5. The automatic straightening device for the shaft parts according to claim 4, characterized in that: the inner hole of the big gear (201) is provided with threads and is in threaded connection with the pushing screw rod (211).

6. The automatic straightening device for the shaft parts according to claim 1, characterized in that: the measuring mechanism (3) comprises a linear displacement sensor (207) and a rotary encoder (104), the linear displacement sensor (207) adopts a grating displacement sensor, a fixed ruler is connected with a movable supporting plate (203), and the movable ruler is connected with a replaceable pressurizing plate (210); the rotary encoder (104) is installed at one end of the main shaft (101).

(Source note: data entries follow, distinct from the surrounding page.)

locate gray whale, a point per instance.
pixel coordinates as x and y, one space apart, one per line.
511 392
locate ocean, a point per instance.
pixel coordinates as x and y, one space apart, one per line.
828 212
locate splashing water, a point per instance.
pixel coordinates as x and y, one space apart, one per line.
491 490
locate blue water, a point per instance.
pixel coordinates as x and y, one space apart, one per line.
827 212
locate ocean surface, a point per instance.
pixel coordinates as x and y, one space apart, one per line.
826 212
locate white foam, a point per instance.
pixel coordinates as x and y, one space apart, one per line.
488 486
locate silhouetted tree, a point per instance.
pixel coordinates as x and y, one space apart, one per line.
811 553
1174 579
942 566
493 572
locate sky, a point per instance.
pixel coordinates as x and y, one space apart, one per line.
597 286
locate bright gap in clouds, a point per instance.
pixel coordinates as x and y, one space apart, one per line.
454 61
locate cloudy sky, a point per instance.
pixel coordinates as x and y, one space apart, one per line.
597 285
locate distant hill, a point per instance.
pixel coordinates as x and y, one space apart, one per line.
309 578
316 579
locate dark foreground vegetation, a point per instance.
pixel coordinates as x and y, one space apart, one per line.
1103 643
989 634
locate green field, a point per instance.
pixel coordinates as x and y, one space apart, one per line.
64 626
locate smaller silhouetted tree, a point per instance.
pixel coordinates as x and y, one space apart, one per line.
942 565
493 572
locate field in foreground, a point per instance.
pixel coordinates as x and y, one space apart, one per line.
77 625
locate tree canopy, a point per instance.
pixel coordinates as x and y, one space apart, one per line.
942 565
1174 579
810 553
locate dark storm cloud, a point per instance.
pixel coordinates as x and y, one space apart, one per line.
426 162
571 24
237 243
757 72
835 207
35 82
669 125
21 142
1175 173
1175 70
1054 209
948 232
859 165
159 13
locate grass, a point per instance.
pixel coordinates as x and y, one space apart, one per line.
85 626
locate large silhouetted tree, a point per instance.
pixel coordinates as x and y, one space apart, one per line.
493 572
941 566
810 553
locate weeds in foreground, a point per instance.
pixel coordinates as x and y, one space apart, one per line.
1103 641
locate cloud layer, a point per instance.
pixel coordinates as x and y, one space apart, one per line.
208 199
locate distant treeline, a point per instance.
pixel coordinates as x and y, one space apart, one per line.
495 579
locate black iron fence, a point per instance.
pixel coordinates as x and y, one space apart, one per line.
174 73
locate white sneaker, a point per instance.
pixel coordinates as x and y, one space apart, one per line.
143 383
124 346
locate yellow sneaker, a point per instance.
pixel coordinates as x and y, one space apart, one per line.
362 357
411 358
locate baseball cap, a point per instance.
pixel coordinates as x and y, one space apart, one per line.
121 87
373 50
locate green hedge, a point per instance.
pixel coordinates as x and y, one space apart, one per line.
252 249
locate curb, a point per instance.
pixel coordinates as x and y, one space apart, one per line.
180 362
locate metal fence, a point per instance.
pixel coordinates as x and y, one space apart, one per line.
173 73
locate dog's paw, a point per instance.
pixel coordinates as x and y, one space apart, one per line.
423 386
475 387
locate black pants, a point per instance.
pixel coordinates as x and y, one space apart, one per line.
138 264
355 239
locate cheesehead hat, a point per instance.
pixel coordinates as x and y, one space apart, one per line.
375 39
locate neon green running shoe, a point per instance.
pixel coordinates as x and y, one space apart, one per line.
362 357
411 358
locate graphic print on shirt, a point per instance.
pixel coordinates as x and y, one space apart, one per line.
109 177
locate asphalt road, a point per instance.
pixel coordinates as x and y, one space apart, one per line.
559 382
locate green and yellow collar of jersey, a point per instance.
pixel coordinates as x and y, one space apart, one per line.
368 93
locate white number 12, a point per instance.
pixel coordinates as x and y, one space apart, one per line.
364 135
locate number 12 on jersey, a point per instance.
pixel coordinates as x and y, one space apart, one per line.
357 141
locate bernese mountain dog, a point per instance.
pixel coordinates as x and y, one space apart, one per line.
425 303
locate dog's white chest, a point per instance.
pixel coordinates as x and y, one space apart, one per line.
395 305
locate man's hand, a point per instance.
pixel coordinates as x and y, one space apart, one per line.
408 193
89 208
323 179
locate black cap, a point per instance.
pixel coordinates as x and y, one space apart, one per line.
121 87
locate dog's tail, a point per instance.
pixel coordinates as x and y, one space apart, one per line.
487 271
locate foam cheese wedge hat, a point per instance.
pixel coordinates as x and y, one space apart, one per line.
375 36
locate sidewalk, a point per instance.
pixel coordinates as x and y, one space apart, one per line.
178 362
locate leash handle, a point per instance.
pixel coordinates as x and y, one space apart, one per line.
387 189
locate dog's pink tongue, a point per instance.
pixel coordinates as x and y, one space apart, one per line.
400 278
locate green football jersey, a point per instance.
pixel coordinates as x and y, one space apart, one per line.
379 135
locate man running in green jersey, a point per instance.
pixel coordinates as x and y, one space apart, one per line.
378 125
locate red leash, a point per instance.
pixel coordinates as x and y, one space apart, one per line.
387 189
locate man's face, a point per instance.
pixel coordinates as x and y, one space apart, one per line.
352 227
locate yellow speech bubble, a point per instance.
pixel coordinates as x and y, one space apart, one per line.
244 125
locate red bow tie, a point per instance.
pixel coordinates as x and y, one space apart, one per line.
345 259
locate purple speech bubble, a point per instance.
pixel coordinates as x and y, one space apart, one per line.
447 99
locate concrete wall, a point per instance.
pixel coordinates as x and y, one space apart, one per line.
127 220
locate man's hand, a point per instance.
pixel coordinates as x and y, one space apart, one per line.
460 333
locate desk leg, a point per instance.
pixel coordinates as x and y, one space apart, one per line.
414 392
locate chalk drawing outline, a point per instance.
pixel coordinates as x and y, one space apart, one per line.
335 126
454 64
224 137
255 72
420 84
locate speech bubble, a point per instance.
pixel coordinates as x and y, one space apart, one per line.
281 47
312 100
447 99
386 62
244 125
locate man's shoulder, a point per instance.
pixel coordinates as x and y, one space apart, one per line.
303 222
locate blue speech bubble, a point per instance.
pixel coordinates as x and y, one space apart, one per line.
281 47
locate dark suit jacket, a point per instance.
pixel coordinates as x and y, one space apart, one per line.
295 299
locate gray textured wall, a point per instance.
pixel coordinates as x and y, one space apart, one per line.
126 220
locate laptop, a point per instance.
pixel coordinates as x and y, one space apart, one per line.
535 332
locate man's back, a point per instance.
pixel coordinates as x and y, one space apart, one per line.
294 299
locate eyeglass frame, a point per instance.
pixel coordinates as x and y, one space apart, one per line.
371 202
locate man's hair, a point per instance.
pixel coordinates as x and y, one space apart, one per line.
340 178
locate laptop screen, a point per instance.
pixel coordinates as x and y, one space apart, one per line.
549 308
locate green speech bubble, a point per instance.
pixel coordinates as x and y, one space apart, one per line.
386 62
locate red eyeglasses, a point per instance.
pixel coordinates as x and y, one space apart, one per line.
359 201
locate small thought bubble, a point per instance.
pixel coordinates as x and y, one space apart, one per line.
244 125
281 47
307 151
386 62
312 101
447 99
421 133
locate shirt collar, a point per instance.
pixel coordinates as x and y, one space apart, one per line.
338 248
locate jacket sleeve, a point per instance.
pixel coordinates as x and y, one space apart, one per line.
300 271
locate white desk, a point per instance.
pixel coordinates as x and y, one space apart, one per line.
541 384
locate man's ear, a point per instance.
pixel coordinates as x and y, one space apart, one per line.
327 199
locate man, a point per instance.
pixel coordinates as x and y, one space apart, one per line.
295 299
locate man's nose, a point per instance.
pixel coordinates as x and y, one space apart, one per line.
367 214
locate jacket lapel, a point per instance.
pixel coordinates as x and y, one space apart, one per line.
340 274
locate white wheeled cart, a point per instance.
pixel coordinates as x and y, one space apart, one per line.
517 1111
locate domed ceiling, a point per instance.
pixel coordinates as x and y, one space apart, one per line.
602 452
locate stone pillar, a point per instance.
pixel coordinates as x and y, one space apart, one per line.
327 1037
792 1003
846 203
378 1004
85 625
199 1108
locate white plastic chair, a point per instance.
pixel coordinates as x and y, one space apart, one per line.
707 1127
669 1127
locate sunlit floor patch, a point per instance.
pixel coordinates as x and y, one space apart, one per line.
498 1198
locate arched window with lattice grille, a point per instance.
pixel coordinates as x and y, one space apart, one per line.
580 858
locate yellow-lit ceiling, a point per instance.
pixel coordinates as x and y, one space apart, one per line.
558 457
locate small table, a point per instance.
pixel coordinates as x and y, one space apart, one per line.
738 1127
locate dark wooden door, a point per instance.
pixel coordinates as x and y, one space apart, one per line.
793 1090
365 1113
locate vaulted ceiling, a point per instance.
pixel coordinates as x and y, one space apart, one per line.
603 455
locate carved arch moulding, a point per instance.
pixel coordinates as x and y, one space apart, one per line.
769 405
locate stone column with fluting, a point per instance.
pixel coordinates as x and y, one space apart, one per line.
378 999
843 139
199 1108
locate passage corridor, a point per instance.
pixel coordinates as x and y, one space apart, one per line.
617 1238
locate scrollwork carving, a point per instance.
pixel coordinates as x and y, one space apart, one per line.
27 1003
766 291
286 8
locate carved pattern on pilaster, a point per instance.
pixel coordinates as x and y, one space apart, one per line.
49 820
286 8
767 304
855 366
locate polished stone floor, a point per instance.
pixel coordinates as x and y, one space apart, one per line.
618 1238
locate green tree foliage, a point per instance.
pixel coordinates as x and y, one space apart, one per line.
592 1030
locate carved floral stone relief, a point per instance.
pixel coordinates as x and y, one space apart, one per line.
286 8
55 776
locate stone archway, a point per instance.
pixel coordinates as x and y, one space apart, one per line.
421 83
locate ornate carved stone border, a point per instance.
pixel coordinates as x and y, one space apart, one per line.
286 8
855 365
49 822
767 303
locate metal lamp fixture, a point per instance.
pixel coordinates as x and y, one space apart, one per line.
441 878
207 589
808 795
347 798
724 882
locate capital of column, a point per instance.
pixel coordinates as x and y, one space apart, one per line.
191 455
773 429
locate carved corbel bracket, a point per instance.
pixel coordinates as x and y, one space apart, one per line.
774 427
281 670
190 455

7. The automatic straightening device for the shaft parts according to claim 1, characterized in that: the control assembly (4) comprises: the system comprises a computer system, a motor driver, an input operation button and a digital grating ruler; the computer system comprises an industrial computer, a data acquisition card and a motion control card; the motor driver is connected with an industrial computer through a motion control card of a computer system, the input operation button is connected with the industrial computer through a photoelectric isolation circuit, the digital grating ruler is connected with the industrial computer through a signal frequency circuit, the linear displacement sensor (207) and the rotary encoder (104) of the measuring mechanism (3) are connected with the industrial computer through a data acquisition card of the computer system through a high-order active filter circuit, and the motor driver is connected with the industrial computer through the motion control card.